The growing pressure on Hungary from the markets is being driven by investors seeking "revenge" for the government's "unorthodox" fiscal policies, and does not reflect a true picture of the economy, according to the chairman of the Hungarian Chamber of Commerce and Industry.
Laszlo Parragh's complaints are seen a worrying sign that Hungary is not prepared to face reality, coming after the country is struggling to raise debt, saw the forint drop to new two-year lows the previous week, and was put on review for a downgrade to junk status by two of three main ratings agencies. His words also suggest that more measures form the government that could hurt investors and banks might yet emerge.
Parragh complained to Magyar Hirlap in an interview published on November 14 that the country's economic and financial position is in much better shape than the financial markets give it credit for, and said that some simply want to punish the country. He said Hungary had made "far greater strides than the world recognized," the MTI newswire reported Parragh as telling the daily.
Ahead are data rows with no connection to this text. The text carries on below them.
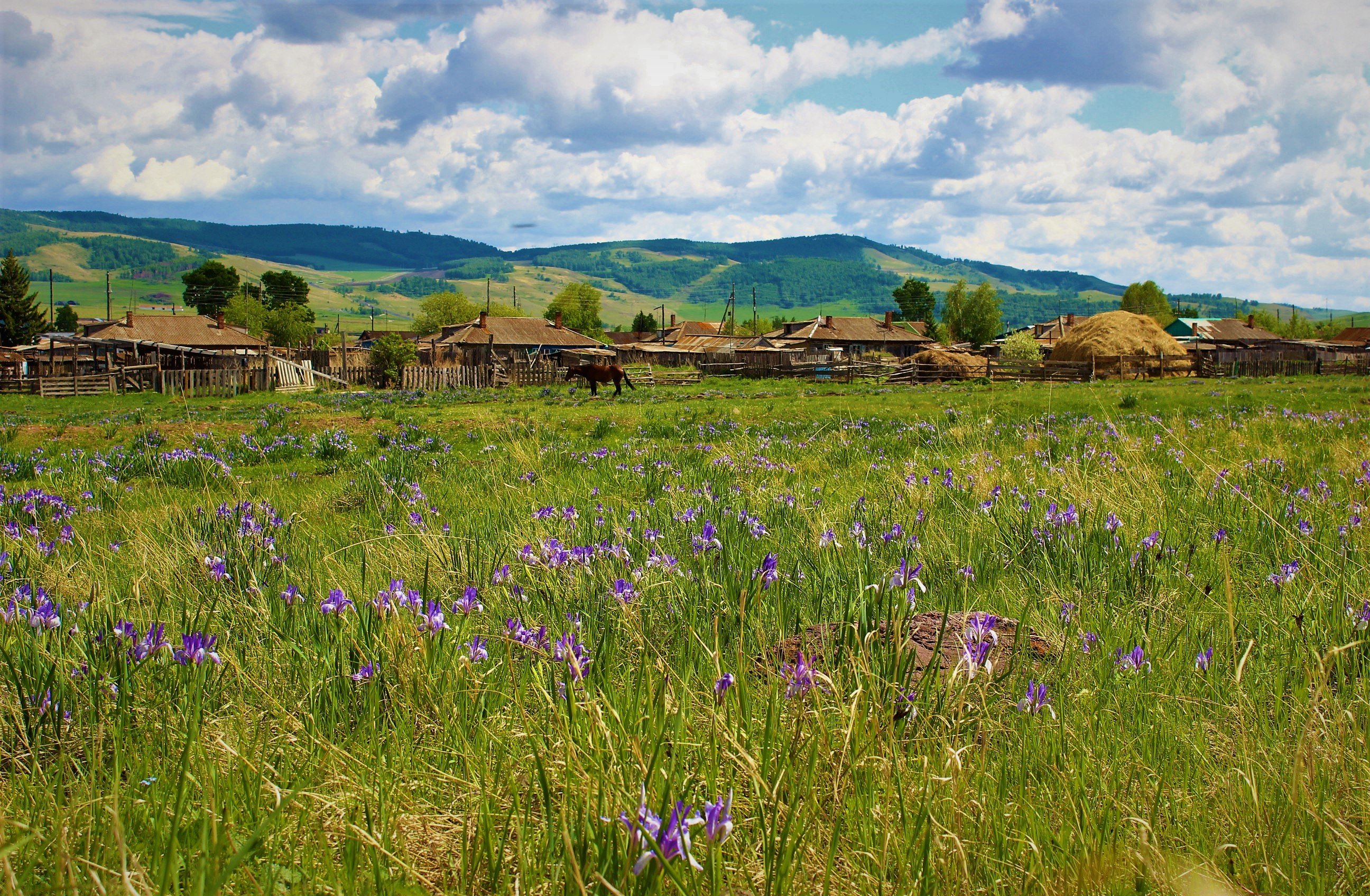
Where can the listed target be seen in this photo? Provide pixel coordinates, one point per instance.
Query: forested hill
(672, 266)
(310, 246)
(835, 248)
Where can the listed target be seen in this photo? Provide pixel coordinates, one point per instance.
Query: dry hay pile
(933, 638)
(1116, 333)
(936, 362)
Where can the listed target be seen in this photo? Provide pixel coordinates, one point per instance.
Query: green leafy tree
(915, 301)
(66, 321)
(443, 309)
(287, 290)
(579, 305)
(954, 310)
(21, 321)
(247, 311)
(210, 287)
(391, 355)
(1149, 299)
(982, 315)
(291, 325)
(1021, 346)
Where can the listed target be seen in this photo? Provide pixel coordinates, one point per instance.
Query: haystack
(936, 362)
(1116, 333)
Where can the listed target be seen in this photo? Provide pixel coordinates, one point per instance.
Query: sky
(1211, 146)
Whilst Hungary's economy has indeed made a reasonable recovery, the rating agencies Standard & Poor's and Fitch Ratings are not alone in having warned the country over the past couple of months that its policies - which include breaking with the International Monetrary Fund programme it secured in 2008, special taxes on several sectors, and making the banks shoulder huge losses on the foreign exchange debt of mortgage borrowers - are likely to damage growth, confidence and relations with international investors.
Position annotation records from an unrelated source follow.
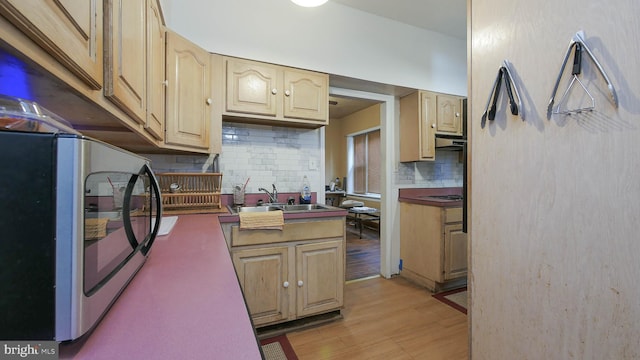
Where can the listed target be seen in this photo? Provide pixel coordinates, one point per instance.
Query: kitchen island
(184, 303)
(293, 273)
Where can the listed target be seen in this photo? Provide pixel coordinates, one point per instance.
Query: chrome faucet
(273, 197)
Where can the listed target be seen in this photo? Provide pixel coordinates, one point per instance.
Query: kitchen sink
(283, 207)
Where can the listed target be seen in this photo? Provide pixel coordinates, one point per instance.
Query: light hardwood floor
(387, 320)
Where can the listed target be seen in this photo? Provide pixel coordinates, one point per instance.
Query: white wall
(333, 38)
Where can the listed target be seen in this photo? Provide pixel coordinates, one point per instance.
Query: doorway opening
(352, 112)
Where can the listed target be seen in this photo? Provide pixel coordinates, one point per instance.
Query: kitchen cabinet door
(251, 87)
(320, 277)
(70, 30)
(455, 250)
(418, 126)
(449, 115)
(305, 95)
(125, 81)
(189, 110)
(156, 84)
(263, 275)
(265, 93)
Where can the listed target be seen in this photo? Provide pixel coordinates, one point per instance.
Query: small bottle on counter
(305, 193)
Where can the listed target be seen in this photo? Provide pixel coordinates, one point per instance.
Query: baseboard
(297, 325)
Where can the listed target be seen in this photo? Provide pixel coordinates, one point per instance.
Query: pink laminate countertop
(184, 303)
(417, 196)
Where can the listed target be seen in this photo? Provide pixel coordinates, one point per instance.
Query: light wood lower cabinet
(433, 248)
(69, 30)
(263, 274)
(285, 281)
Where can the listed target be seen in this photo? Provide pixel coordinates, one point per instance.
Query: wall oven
(78, 218)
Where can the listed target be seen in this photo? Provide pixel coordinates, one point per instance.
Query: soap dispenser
(305, 193)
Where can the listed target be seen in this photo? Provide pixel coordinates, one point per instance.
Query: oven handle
(145, 245)
(155, 187)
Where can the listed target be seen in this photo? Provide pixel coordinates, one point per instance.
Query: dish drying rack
(190, 193)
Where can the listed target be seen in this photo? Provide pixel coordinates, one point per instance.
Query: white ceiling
(448, 17)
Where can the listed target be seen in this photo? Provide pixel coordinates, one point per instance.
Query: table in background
(361, 213)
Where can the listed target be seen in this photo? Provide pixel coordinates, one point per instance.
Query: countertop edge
(172, 309)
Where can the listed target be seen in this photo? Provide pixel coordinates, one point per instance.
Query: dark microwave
(78, 218)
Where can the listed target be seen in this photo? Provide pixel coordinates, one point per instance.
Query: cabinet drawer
(452, 215)
(299, 231)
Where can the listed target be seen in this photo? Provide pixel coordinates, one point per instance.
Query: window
(364, 162)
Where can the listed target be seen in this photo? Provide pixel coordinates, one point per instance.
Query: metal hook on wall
(578, 43)
(516, 108)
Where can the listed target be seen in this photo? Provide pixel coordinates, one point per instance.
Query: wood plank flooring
(363, 255)
(387, 319)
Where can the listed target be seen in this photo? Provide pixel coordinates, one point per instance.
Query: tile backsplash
(266, 154)
(283, 156)
(445, 171)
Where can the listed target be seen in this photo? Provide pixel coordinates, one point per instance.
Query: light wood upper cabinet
(417, 126)
(449, 115)
(423, 114)
(125, 74)
(70, 30)
(306, 95)
(189, 94)
(156, 84)
(134, 61)
(251, 87)
(261, 92)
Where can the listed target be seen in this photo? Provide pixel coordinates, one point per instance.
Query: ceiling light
(309, 3)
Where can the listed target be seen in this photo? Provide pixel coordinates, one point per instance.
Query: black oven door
(122, 218)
Although Hungary enjoyed a good start to the year, with strong export demand from the Eurozone bringing about a return to growth after a painful recession, recent news has been much bleaker. As early expectations of continued strong demand from Germany were dashed, growth forecasts have been revised sharply down: in the spring, the European Commission forecast growth well above 2% for 2011 and 2012; in its latest outlook, it expects growth of just 1.5% this year and only 0.5% in 2012.
Of course, it never does any harm for populist governments to cultivate a little paranoia and Parragh promptly obliged by suggesting foreign investors and a section of international finance are "hungry for revenge" and want to punish Hungary. "Those who have been the losers of the past year-and-a-half of the government's decisions - certain banks, financial investors, retail chains, energy multinationals - now see us as being in trouble," he said.
Those "victims" of the government, alongside many analysts, have warned that the governement's measures are likely to hold back investment, and in particular, the worry is that the early forex mortgage repayment scheme will stymie lending growth from banks whose Western European parents are already facing huge capital needs at home. Asked about the potential effect on the economy of slowing lending, Parragh said the money markets were not working well elsewhere either. "The government must intervene here ..." he said, without elaborating.
It was only a week ago that the government pulled back from threats to implement further measures intended to reduce houselhold's forex-denominated debt - which it says represents the biggest challenge to the country's macro-economic situation - and agreed instead to listen to the banks before announcing any moves. The worry is that should the authorities adopt too stringent a siege mentality, then they could well go on the warpath once more.